Janet grinds the remainder of her cigarette beneath her heel. "Long live the ******** Queen."
Finnavair bucks impatiently, and lowers her head to charge at some imaginary foe.
-*-
"I'm afraid," Petra whispers.
"I know," says Spokelse. Her breath is warm on Petra's neck.
Their camp by the side of the road has long since lost its fire, burned down to embers. The stories have already come through, and Petra cannot sleep. Every bark of a dog makes her tense; every shift in the familiar shadows has her reaching for her knife. Spokelse's soothing words cannot prevent her heart from racing when a crow suddenly rattles overhead.
"It's real, isn't it? All the... everything. It's real."
"It's real," says Spokelse gently. "As real as you and I."
"When you were a fawn I saw you kick a dog that growled at you. I thought--I thought, I hope that's the most that ever comes of that." She laughs a bitter laugh, drawing her shawl closer around her shoulders. She has a feral look to her now, sleeping mostly outdoors, because Spokelse can no longer come in. It is easier to be outside and with her than to be indoors and alone. The thoughts that swim between them are not enough to sustain her, and she craves her arms around Spokelse's neck, the reassuring power of her stride when Petra walks alongside her, or climbs onto her back.
"Why is it happening, Spokelse?" she asks, after a long silence. She speaks as much to dispel it as anything. "I don't... I'm not a soldier. I'm... I'm just a little..."
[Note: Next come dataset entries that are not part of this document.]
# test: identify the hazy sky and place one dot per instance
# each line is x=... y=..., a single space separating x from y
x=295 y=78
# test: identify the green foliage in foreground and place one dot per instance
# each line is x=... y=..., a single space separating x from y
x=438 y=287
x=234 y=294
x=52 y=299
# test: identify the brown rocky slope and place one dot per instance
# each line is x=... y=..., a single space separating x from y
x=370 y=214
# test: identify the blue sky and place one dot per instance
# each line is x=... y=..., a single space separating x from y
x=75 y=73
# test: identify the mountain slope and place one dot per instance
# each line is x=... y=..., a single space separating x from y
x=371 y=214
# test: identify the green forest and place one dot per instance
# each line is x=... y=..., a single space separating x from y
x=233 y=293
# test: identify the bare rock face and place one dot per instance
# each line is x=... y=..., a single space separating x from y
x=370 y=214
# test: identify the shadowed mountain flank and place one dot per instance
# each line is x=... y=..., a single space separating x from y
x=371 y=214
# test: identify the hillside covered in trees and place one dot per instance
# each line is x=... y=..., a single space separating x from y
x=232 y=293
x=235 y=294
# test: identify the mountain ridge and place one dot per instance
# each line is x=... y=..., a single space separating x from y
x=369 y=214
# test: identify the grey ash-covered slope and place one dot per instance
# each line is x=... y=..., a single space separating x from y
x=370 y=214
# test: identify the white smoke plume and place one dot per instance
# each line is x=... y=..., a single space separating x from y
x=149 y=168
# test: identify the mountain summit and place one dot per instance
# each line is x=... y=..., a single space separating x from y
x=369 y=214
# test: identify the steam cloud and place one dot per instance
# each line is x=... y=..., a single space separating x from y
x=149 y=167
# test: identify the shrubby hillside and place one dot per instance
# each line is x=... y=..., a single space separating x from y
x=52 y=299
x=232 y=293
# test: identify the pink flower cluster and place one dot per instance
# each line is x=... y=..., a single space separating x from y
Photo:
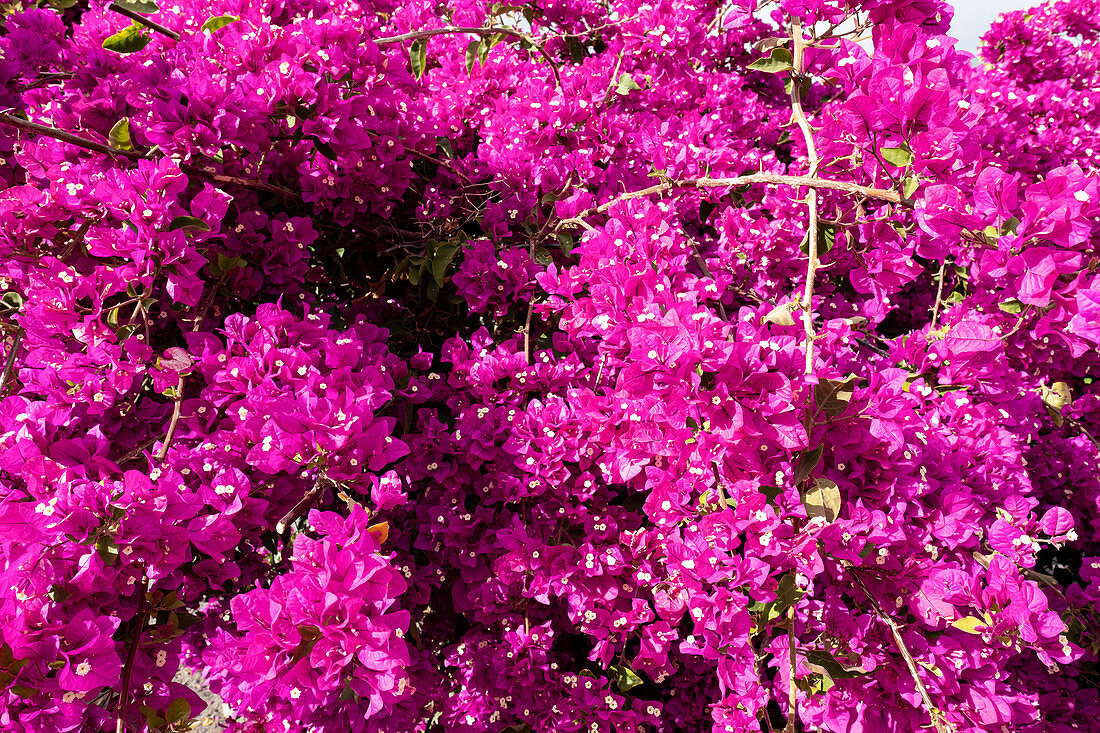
x=403 y=368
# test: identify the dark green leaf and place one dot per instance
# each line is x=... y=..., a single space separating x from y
x=188 y=223
x=909 y=186
x=129 y=40
x=418 y=57
x=778 y=61
x=823 y=500
x=441 y=260
x=626 y=85
x=120 y=134
x=218 y=22
x=567 y=243
x=897 y=156
x=143 y=7
x=807 y=461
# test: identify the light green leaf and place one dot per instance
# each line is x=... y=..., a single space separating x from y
x=897 y=156
x=823 y=500
x=626 y=85
x=120 y=134
x=218 y=22
x=188 y=223
x=143 y=7
x=472 y=51
x=778 y=61
x=418 y=57
x=129 y=40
"I do not know. Sometimes I feel as though I remember things--glimpses, branches and eyes, and battlefields and pawprints in the snow--but it all feels like remembering a dream. But know this: if it is my duty to do this, to be this, I am grateful that I am able to fight alongside you. You may be afraid, but you have the heart and stomach of a soldier. Fear is no shame, but retreat is. You have never once thought of running." She says this with certainty: they nearly never close the bond now, and it is true. Terror has haunted Petra's days and nightmares her sleep, but never once has she considered the possibility that they might flee.
Petra tightens her callused little fingers around the heavy knife Ayle had helped teach her to throw, the one she practices now for hours a day while imagining shaggy grey fur under her makeshift targets. She sinks her other hand into the thick fur of Spokelse's elegant neck and tightens her fingers.
"It isn't fair," she whispers.
"I know," says Spokelse, her voice soft and fragile and brokenhearted. "I know."
She holds her head high, and they watch the empty road as though waiting for the regiments. Spokelse feels Petra's fingers on her neck, and they are so tiny and frail, and so cold and so callused, that she experiences for the first moment fleeting doubt--a thought she carefully guards from Petra.
She's just a child. Gazing into the morning fog, she holds steady. That is all they can do: hold steady, and wait.